Im von Kathrin Eingang gestalteten Wartezimmer herrscht wie immer Nervosität und Unsicherheit, obwohl die Anwärter für das Österreich-Pickerl, Tim Breyvogel, Anna Rausch und Oliver Chromik perfekt vorbereitet sind - sie haben alle erforderlichen Unterlagen mit und auch alle bisherigen Teilprüfungen erfolgreich absolviert. Aber es geht dieses Mal für sie um alles, denn im Sommer macht das Amt Urlaub, daher kann es bis zur nächsten Chance, erneut antreten zu dürfen, dauern. Die ersten Fragen werden im Team auch souverän gemeistert. Man zeigt sich zu den Themen wie der langen Tradition der Korruption, dem Ignorieren des Klimawandels, der rechten Vernetzung des Burschenschaftertums und der Gleichgültigkeit gegenüber Gleichberechtigung der Frauen absolut sicher. Auch wenn sie sich dabei fragen, wie ein derart ignorantes Selbstverständnis eines Landes möglich ist.
Credit Lex Karelly (Oliver Chromik, Anna Rausch, Tim Breyvogel)
Es wird musical-isch
Die Kenntnis der Handlung des Reinhard-Fendrich-Musicals "I am from Austria" erleichtert den Zugang in die operettenhafte Gedankenwelt zwischen Chaos, Küssen und Katastrophen mit Liedern wie "Tango Korrupti", "Razzia", "Heimatlied", "Es lebe der Sport", "Blond", "Macho, Macho" und "Strada del Sole". Dabei geht es in ordentlichem Tempo mit Kostümwechseln und Playback zur Sache, es sei denn das Amt mischt sich mal kurz wieder ein.
Credit Lex Karelly (Anna Rausch, Stefan Schindegger, Tim Breyvogel)

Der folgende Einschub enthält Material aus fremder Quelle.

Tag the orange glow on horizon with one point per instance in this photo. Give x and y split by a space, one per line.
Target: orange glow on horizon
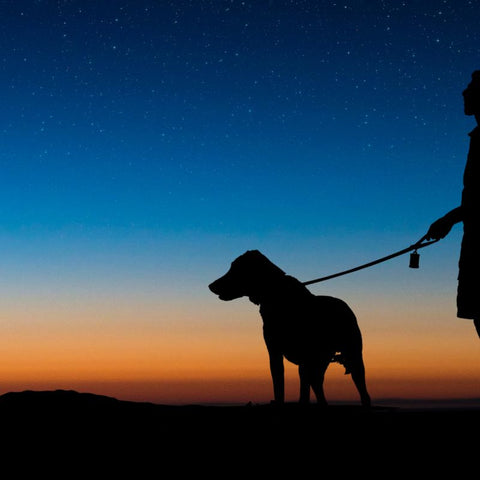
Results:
212 360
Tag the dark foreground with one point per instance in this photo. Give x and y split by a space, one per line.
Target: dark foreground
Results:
105 436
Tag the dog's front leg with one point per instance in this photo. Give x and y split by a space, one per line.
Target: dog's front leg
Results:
278 377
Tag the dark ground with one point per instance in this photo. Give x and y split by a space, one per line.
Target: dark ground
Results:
98 436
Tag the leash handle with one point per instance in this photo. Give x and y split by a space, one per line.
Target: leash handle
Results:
415 247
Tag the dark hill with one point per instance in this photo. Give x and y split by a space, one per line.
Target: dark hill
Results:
69 424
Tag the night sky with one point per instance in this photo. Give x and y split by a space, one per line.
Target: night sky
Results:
146 144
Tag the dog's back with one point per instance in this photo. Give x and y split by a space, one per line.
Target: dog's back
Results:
303 325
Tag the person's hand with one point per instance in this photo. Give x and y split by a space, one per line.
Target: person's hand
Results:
439 229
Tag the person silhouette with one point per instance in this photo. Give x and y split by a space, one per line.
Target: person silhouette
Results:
468 290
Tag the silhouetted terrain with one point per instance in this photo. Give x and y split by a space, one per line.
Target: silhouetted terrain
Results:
82 429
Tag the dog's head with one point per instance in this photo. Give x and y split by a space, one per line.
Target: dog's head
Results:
249 275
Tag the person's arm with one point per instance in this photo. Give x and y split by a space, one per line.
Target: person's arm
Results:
441 227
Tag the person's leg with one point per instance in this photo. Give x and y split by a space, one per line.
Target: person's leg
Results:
476 322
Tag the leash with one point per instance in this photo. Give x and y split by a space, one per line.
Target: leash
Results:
414 260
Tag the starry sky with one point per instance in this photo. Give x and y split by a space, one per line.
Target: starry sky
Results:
146 144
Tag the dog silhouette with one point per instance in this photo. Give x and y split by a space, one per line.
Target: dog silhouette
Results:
308 330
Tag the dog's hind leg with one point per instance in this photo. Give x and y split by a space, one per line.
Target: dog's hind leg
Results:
304 384
313 375
357 370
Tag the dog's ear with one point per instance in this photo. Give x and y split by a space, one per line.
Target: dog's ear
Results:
267 265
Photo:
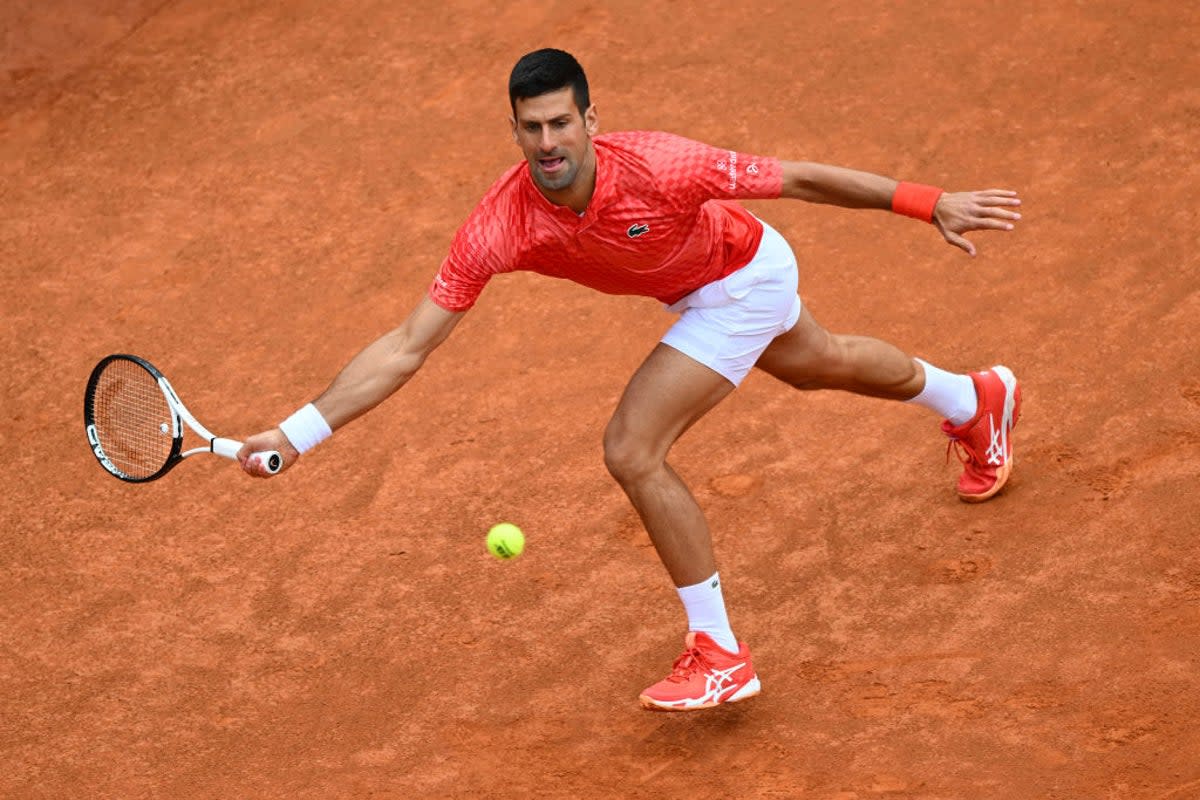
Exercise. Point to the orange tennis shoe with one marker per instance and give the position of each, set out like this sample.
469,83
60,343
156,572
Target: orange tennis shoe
984,443
705,675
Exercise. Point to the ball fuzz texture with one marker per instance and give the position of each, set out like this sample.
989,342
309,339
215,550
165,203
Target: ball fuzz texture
505,541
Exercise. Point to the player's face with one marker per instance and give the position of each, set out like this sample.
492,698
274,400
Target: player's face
553,137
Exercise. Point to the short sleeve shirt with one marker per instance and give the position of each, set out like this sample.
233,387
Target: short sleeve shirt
663,222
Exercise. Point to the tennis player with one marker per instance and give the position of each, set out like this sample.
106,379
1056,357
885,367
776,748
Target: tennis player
654,214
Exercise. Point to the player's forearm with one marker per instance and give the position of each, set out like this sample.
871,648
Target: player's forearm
385,365
371,377
850,188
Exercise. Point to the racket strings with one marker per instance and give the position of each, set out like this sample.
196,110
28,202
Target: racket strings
133,421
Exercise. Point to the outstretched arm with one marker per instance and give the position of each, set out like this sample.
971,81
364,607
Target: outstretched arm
369,379
955,212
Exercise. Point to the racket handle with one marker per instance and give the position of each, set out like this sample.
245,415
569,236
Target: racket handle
228,449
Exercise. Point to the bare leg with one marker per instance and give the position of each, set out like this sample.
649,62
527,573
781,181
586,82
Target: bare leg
665,397
808,356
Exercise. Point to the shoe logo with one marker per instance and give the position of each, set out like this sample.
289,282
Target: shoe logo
995,451
718,681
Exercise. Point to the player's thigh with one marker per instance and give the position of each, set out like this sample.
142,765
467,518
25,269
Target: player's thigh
802,352
665,397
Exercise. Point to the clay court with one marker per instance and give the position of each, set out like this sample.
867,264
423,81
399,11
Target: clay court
249,192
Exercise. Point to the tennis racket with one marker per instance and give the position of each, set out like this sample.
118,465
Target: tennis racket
136,422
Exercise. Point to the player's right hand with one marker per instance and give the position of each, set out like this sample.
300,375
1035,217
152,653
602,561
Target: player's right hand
273,439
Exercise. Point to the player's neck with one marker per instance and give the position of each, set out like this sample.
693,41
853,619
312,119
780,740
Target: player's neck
577,196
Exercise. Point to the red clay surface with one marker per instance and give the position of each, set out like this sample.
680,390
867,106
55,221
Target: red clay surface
247,192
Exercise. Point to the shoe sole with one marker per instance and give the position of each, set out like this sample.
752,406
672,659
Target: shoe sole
1012,410
750,690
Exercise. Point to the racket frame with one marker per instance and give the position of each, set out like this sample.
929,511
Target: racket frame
179,416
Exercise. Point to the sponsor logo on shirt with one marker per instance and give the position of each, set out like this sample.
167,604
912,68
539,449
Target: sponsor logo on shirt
730,167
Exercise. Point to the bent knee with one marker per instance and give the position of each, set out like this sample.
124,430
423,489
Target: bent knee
628,457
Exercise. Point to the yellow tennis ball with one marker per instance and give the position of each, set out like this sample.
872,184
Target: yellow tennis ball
505,541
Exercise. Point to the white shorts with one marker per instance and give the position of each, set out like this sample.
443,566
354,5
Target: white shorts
729,323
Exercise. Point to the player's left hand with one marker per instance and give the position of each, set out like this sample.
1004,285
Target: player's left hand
959,212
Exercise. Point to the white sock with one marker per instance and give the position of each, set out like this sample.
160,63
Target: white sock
706,612
949,395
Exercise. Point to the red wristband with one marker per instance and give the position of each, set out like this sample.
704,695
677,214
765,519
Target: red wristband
916,200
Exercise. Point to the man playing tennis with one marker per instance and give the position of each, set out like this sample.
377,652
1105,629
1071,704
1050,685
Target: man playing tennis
654,214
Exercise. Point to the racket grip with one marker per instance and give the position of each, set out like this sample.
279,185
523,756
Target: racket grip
228,449
271,459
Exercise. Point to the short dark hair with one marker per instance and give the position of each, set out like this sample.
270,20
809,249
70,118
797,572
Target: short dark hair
545,71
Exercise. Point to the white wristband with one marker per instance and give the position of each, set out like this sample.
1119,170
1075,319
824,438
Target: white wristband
306,428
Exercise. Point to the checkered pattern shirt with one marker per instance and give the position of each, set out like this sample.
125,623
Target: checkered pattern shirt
663,222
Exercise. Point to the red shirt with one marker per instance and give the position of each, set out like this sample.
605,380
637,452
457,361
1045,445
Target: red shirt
661,222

Unterstützung aus dem heiligen Land Tirol
Das Team wird verstärkt durch den traurigen Tiroler Schilehrer Sebastian Schindegger, der den Deutschen mit Rat und Tat und liebevollen Schmähungen zur Seite steht, aber realistisch genug ist, zu wissen, dass wegen zukünftig erwartbaren Schneemangels sein geliebtes Apre-Ski bald ein Ende haben wird – er liefert einfach nur einen grandiosen Auftritt ab. Mit Marielle Layher und Thomas Krammer erscheinen weitere Anwärter:innen auf der Bühne, die sich dann auch mit den anderen in der schwierigsten Fragenkategorie beweisen dürfen.

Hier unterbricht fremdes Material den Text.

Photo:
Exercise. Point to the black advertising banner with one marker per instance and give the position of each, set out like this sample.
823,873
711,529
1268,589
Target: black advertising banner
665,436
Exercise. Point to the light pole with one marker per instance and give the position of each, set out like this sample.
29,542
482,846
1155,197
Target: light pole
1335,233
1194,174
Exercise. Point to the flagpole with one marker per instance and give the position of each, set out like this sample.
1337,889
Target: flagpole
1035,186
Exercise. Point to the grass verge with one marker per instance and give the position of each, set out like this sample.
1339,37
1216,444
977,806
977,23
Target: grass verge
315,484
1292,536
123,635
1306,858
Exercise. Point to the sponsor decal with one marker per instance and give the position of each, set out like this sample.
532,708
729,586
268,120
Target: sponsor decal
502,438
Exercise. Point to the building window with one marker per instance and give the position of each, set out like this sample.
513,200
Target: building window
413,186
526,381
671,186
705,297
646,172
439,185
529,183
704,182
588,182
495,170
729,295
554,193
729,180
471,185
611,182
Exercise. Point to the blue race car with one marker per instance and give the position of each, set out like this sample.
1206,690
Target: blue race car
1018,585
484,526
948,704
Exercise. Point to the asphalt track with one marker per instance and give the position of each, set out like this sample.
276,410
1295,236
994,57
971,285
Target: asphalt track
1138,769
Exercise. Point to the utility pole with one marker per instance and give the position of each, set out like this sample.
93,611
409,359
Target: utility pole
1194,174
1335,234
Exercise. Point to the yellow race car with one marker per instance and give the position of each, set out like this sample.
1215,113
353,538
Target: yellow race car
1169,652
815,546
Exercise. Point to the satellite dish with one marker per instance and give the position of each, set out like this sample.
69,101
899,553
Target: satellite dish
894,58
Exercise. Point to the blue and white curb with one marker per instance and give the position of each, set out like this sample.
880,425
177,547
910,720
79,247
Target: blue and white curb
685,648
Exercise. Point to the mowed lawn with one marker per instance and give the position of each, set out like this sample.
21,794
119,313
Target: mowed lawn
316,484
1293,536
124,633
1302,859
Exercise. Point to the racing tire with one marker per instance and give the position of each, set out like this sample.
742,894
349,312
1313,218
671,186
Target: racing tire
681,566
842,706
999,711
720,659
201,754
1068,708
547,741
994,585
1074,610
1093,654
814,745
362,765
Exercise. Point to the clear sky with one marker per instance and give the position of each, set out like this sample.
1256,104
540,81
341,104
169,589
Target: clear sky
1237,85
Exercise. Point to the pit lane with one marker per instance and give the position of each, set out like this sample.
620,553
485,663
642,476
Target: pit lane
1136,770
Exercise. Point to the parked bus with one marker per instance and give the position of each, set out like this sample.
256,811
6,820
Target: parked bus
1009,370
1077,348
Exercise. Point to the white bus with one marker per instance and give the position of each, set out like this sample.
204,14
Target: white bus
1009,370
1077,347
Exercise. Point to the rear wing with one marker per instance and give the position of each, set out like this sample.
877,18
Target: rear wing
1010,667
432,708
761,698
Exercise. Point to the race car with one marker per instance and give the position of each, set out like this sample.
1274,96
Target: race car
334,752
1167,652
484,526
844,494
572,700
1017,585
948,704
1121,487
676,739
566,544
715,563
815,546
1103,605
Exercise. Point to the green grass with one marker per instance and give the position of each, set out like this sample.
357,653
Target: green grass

Credit Lex Karelly (Anna Rausch, Marielle Layher, Stefan Schindegger auf Marcel (Hirsch), Oliver Chromik)
Ein kurzer Exkurs über Normalität
„Normal oder nicht normal?“ – und wenn man glaubt, dass an dieser Stelle der Gipfel des Zynismus erklommen ist, so geht es doch noch einen Schritt weiter: Der Höhepunkt wird erreicht, wenn das Undenkbare zur Realität wird: Marcel Hirscher tritt ab nächsten Skisaison für sein Mutterland – den Niederlanden – an. Da hilft nur noch sich zum Schluss noch einmal Reinhard Fendrich zuzuwenden, doch anstatt pflichtgemäß patriotisch "I am from Austria" zu grölen, bleibt am Ende doch nur "Kein schöner Land in dieser Zeit". Und wann die tapferen Delinquenten, die allesamt bestanden haben, tatsächlich ihr Österreich-Pickerl erhalten, steht von Amtswegen her in den Sternen, nachdem Rudi Widerhofer als letzte Großtat vor seinem Sommerurlaub noch fachmännisch den Feedbackkasten in die dafür vorgesehene Rundablage "archiviert".
Credit Lex Karelly (Rudi Widerhofer)
Der Rahmen des notwendigen Erwerbs des Österreich-Pickerls zeigt die unbequemen Wahrheiten des Landes auf, und das auf fast schon schrecklich unterhaltsame Weise. Es wird ein Bild Österreichs gezeigt, das in dieser Gesamtheit kaum fassbar ist, es sei denn, dass alles, was sich so in diesem Land abspielt, irgendwo zwischen Operette und Musical liegt. Das Lachen im Moment fällt wahnsinnig leicht, doch das Gefühl, das es zurücklässt, wiegt schwer.